Before going acoustic with “Settle for a Slowdown,” Bentley noted that Ronnie Canada, father of his pal Cody Canada of the bands Cross Canadian Ragweed and The Departed, was in the audience.

“Cody is the reason I wear this hat. He gave me this hat a couple of years ago. I think of him every night. We don’t get to hang out as much as we used to, but he’s one of my best friends,” Bentley said.

“Ronnie reminded me that the last time we played OKC, my mom and dad were here ... now my dad is no longer with us. So thanks for being here on this special night and being part of the tour.”

Bentley, who is working on his seventh studio album, even offered up new music with the earnest ballad “I Hold On.”

“If I had to describe myself to a complete stranger ... it would be this song,” he said.

The sexy come-on “Come a Little Closer” got the ladies singing and swaying, the high-octane “Sideways” put everyone in a party state of mind, but it was Bentley’s bluegrass number “Up on the Ridge” that brought the set’s biggest mood shift. With the lights smoky and shadowed, he and his band mates gathered on the top tier of the stage and absolutely threw it down against massive video projection of a moonlit forest.

Still, Bentley saved the best for last, closing with his patriotic hit “Home.” Standing amid spotlights resembling moonbeams, he encouraged the fans to light and raise their cell phones, beautifully filling the arena with simulated starlight as his devotees crooned along with the uplifting anthem.

“There’s something special about Oklahoma City, Oklahoma. Thanks for always make us feel at home,” he said.

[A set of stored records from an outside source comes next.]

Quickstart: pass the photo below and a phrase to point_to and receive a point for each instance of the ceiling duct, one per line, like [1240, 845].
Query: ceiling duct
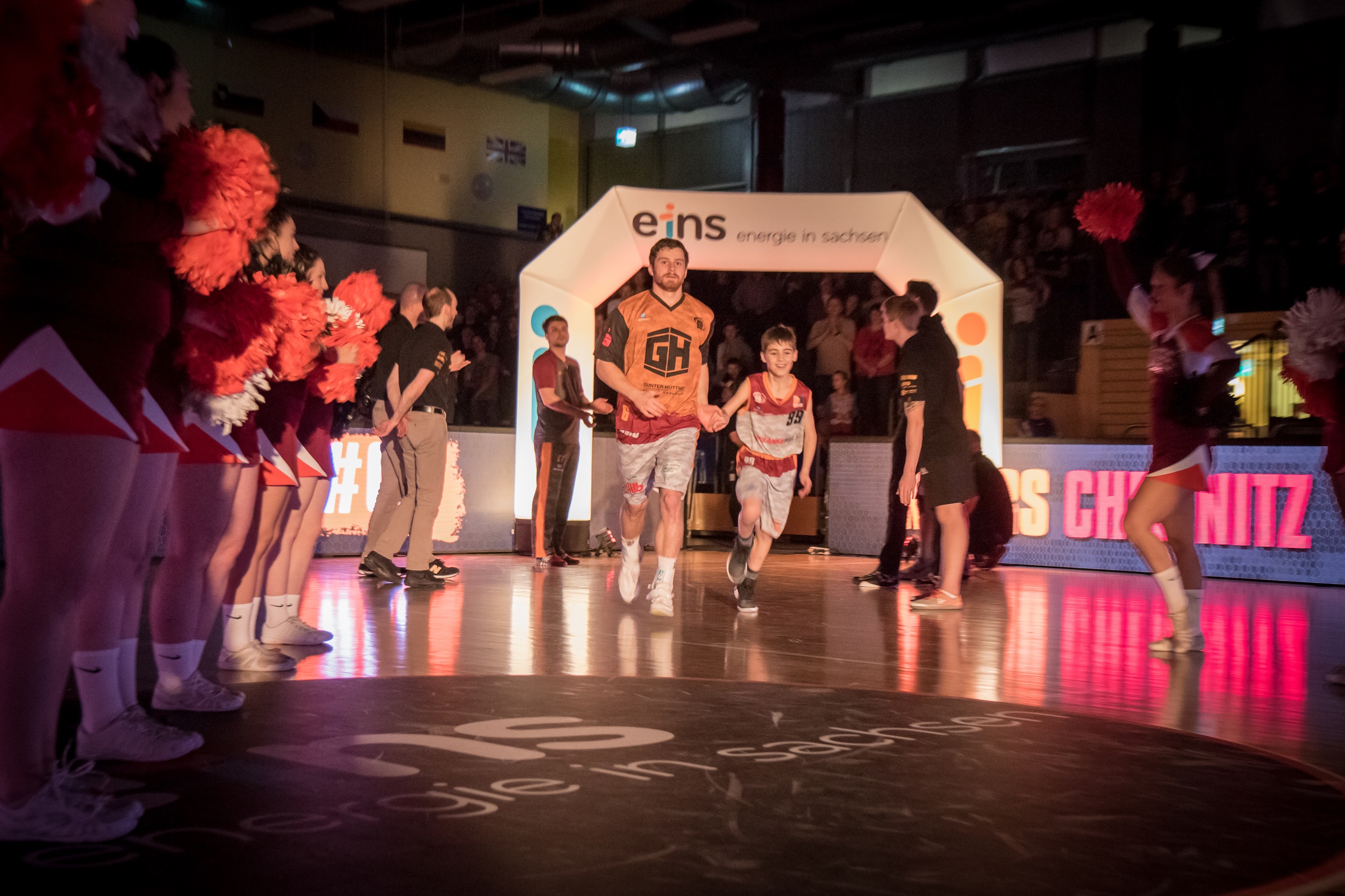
[682, 88]
[555, 49]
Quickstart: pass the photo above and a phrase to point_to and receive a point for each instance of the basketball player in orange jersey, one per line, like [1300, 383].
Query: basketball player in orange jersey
[775, 426]
[654, 355]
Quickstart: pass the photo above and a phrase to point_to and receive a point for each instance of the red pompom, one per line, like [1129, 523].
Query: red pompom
[228, 336]
[1110, 213]
[334, 382]
[225, 176]
[50, 118]
[37, 36]
[300, 318]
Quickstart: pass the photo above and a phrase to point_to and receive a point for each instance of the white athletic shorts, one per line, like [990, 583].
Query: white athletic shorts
[670, 458]
[775, 493]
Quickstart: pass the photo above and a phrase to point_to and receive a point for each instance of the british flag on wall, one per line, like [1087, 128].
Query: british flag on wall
[510, 152]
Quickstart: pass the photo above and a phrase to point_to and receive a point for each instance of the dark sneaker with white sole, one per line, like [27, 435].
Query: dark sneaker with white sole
[440, 570]
[737, 564]
[421, 579]
[383, 567]
[745, 594]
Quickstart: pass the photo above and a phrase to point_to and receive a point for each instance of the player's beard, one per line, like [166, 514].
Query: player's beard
[670, 282]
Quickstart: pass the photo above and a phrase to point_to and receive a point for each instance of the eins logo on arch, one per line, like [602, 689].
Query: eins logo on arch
[674, 225]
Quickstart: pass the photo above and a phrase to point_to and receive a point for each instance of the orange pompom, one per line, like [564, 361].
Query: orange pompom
[225, 176]
[226, 337]
[334, 382]
[300, 318]
[1110, 213]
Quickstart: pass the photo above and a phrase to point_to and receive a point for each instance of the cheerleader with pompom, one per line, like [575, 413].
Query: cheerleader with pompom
[1316, 366]
[355, 312]
[85, 297]
[1190, 371]
[302, 316]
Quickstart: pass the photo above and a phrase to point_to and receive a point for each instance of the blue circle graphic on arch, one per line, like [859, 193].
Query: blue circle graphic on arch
[541, 315]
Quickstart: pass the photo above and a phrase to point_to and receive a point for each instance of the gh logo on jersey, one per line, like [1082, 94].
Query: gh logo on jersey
[668, 352]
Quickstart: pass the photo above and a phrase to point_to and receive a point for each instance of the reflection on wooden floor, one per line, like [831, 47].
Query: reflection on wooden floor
[1043, 637]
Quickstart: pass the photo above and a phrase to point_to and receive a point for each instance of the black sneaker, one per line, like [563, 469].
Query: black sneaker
[745, 594]
[440, 571]
[737, 564]
[877, 581]
[421, 579]
[383, 567]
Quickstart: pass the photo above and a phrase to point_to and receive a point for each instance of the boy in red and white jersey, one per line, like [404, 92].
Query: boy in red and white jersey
[775, 426]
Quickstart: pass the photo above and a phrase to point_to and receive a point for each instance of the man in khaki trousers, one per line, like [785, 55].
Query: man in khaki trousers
[423, 393]
[391, 340]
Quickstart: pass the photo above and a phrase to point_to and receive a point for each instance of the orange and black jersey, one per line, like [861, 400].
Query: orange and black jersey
[661, 350]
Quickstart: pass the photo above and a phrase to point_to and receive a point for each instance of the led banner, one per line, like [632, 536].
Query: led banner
[890, 234]
[1270, 512]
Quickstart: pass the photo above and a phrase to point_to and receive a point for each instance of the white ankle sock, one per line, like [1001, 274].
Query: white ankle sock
[96, 677]
[240, 625]
[127, 669]
[1193, 610]
[1169, 582]
[276, 612]
[175, 664]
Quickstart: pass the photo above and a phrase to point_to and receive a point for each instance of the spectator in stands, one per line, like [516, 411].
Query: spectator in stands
[879, 293]
[1025, 293]
[1037, 426]
[832, 339]
[734, 348]
[841, 406]
[481, 382]
[875, 368]
[992, 509]
[555, 229]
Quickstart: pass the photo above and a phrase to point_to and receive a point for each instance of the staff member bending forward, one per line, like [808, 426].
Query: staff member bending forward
[425, 400]
[937, 438]
[561, 406]
[654, 355]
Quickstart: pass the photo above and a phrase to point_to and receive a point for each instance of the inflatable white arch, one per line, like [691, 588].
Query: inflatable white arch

Playing her adopted home state, Lambert was not about to be outdone by her tour mate. Accompanied by Beyonce’s “Run the World (Girls),” her video introduction paid homage to strong women from the Queen Bey herself and Reba McEntire to Annie Oakley and Patsy Cline and set the stage for the riotous opening salvo of “Fastest Girl in Town,” “Only Prettier” and “That’s the Way the World Goes ‘Round.”